Apr. 26, 2018

Udoma Udo Udoma


Udoma Udo Udoma

Minister , Budget and National Planning

TBY talks to Udoma Udo Udoma, Minister of Budget and National Planning, on achieving sustained inclusive growth, balancing debt-to-revenue ratios, and supporting productive industries.


In addition to his roles as a senator, Udoma Udo Udoma is the Minister of Budget and National Planning. Appointed by President Muhammadu Buhari in 2015, he is a founding partner in the commercial law firm of Udo Udoma & Belo-Osagie. Until his appointment, Senator Udoma was Chairman of UAC of Nigeria Plc., Union Bank of Nigeria Plc., and a board member of various other Nigerian companies, including Unilever Nigeria Plc. Twice elected into the Nigerian Senate, he attended King’s College, Lagos, and Oxford, where he received a BA in law and a BCL in jurisprudence. He was called to the Nigerian Bar in 1978 and was made a Commander of the Order of the Niger (CON).

What measures has the ministry implemented to tackle the economic downturn and challenges in the sphere of public deficit?

The president launched the Economic Recovery and Growth Plan (ERGP) in April 2017 to articulate the administration's vision for the country and set out measures to get the economy onto a path of sustained, diversified, and inclusive growth.
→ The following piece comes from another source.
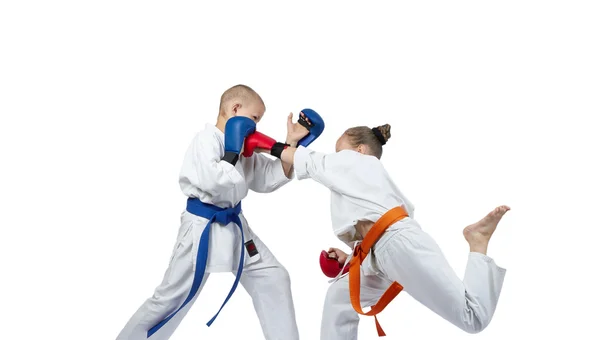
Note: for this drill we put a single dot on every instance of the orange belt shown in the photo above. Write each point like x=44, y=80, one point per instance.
x=360, y=253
We target a growth rate of at least 7% by 2020. We have selected five areas for priority focus: stabilizing the macroeconomic environment, achieving agriculture and food security, ensuring energy sufficiency in power and petroleum products, improving transportation infrastructure, and driving industrialization and manufacturing by focusing on SMEs. With regard to the issue of the public deficit, when we came in as an administration we announced plans to immediately reflate the economy to reverse our deteriorating economic situation. Thus, we increased spending, particularly on capital projects. Achieving this at a time of declining revenues from crude oil meant we had to increase our level of borrowing and subsequently accept higher levels of public deficit. However, we have been careful to keep the deficit within prudent levels. Our fiscal deficit-to-GDP ratio is still well within the 3% maximum level allowed under the Fiscal Responsibility Act. Nevertheless, we are concerned by the rising levels of our debt-to-revenue ratios and are addressing this by seeking to raise our revenues.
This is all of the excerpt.